Calculate the momentum and the de Broglie wavelength in the following cases :
(i) an electron with kinetic energy 2 eV.
(ii) a bullet of 50g fired from rifle with a speed of 200 m/s
(iii) a 4000 kg car moving along the highways at 50 m/s
Hence show that the wave nature of matter is important at the atomic level but is not really relevant at macroscopic level.

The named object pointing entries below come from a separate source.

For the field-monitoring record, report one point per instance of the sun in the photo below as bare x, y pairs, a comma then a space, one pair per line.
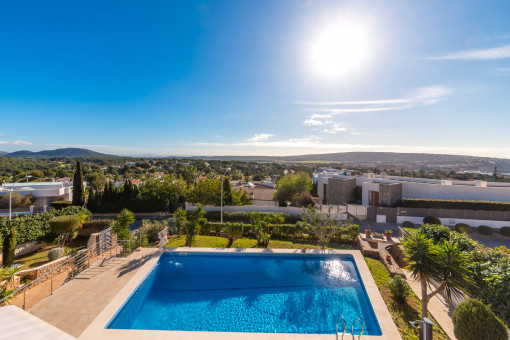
339, 49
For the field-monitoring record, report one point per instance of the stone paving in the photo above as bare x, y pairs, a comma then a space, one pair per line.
76, 304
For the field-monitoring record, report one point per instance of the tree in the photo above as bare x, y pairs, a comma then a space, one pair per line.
78, 190
444, 263
65, 226
121, 226
290, 185
191, 224
9, 246
323, 225
227, 192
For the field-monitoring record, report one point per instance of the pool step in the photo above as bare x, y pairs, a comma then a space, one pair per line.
341, 318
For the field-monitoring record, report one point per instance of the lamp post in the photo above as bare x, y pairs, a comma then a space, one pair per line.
10, 194
221, 204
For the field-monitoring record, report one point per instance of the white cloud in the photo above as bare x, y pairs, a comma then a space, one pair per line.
502, 52
335, 128
317, 120
423, 96
259, 137
16, 142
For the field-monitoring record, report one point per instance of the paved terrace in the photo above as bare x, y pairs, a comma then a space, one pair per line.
75, 305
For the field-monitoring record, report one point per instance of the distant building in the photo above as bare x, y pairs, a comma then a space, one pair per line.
335, 187
44, 192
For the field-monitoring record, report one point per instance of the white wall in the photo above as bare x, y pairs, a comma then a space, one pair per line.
454, 221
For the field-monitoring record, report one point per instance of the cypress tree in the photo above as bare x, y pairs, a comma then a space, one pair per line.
78, 191
9, 245
227, 192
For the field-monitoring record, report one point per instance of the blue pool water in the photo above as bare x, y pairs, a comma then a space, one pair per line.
249, 293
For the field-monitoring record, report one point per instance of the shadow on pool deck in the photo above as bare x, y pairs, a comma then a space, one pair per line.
76, 304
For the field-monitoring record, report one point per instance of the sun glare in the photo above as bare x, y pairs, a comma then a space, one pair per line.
339, 49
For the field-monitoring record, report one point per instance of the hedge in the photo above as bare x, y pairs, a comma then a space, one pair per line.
472, 320
36, 227
463, 228
286, 231
431, 220
505, 231
61, 204
455, 204
485, 230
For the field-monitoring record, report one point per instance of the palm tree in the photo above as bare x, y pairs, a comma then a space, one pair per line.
444, 263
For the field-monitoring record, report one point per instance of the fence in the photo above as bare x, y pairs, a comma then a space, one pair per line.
34, 291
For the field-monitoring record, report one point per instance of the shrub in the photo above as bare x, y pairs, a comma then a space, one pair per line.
472, 320
408, 224
431, 220
463, 228
505, 231
485, 230
61, 204
399, 288
55, 253
9, 246
94, 226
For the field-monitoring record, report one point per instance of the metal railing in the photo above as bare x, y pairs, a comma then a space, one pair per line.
34, 291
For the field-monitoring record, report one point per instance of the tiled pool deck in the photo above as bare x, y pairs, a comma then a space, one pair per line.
96, 328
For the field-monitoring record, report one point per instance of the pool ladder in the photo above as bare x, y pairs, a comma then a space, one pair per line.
352, 328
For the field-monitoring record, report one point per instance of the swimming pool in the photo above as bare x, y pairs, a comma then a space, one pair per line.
256, 293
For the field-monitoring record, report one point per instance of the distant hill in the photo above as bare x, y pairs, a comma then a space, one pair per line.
67, 152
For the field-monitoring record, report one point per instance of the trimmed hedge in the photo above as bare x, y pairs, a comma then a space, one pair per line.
455, 204
61, 204
36, 227
463, 228
408, 224
285, 231
505, 231
472, 320
485, 230
431, 220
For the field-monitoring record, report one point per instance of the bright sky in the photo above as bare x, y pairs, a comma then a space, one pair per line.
260, 77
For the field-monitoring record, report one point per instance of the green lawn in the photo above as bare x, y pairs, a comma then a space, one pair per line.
401, 313
202, 241
40, 257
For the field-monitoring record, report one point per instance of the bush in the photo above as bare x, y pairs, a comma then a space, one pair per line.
399, 288
55, 253
61, 204
431, 220
472, 320
463, 228
485, 230
94, 226
408, 224
505, 231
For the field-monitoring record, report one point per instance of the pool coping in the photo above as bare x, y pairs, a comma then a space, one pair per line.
96, 330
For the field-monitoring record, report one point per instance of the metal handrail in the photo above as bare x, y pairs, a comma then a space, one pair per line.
362, 328
77, 261
345, 327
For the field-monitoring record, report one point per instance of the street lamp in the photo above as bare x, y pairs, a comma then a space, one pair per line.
10, 193
221, 205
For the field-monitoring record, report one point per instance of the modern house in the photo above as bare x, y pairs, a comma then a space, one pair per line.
339, 186
44, 192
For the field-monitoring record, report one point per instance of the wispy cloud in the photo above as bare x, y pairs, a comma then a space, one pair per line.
423, 96
335, 129
480, 54
259, 137
16, 142
318, 120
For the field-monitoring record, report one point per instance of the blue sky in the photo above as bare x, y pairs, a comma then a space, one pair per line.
255, 77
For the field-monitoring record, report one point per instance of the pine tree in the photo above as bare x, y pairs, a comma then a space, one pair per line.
78, 191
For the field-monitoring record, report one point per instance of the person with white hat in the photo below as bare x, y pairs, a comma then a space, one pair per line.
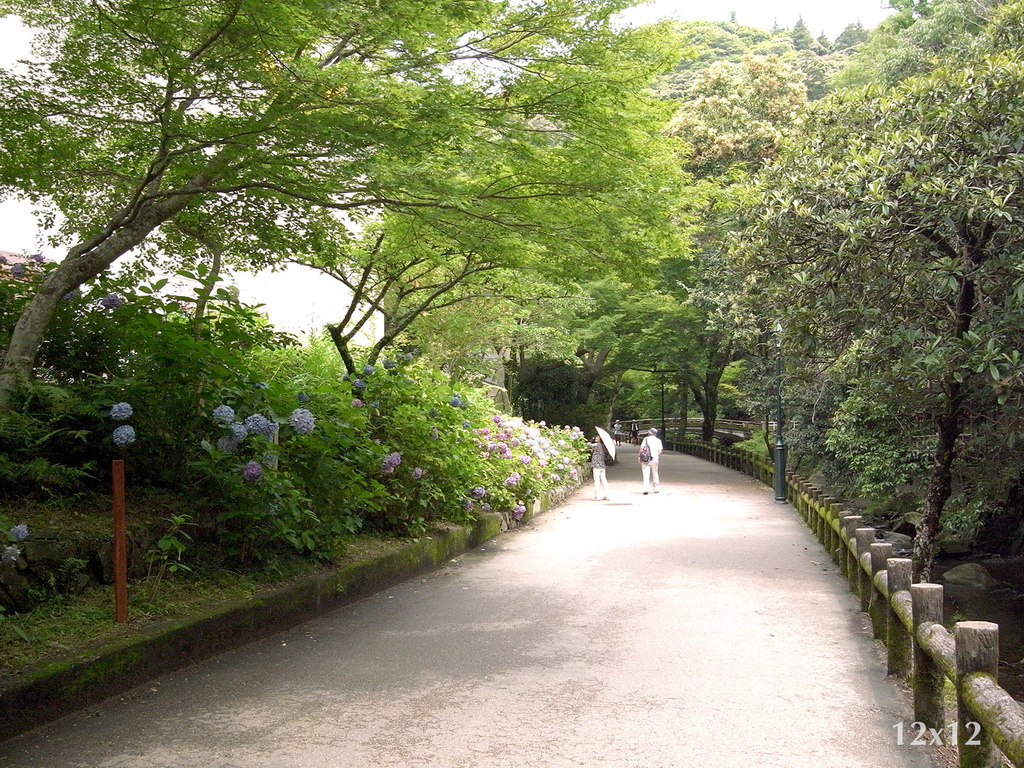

(i) Momentum of the electron is P `= sqrt(2mK)`
`= sqrt(2 xx 9.1 xx 10^(-31) xx 2 xx 1.6 xx 10^(-19)) = 7.63 xx 10^(-25)"kg ms"^(-1)`
Its de Broglie wavelength is
`lambda = (h)/(p) = (6.626 xx 10^(-34))/(7.63 xx 10^(-25)) = 0.868 xx 10^(-9)m = 8.68 Å`
(ii) Momentum of the bullet is
`p = mv = 0.050 xx 200 = "10 kg ms"^(-1)`
Its de Broglie wavelength is
`lambda = (h)/(p) = (6.626 xx 10^(-34))/(10) = 6.626 xx 10^(-33)`m
(iii) Momentum of the car is
`P = mv = 4000 xx 50 = 2 xx 10^(5)"kg ms"^(-1)`
Its de Broglie wavelength is
`lambda = (h)/(p) = (6.626 xx 10^(-34))/(2 xx 10^(5)) = 3.313 xx 10^(-39)`m
From these calculations, we notice that electron has significant value of de Broglie wavelength (`~~ 10^(-9)` m which can be measured from diffraction studies) but bullet and car have negligibly small de Broglie wavelengths associated with them (`~~ 10^(-33)m and 10^(-39)`m respectively, which are not measurable by any experiment). This implies that the wave nature of matter is important at the atomic level but it is not really relevant at the macrosopic level.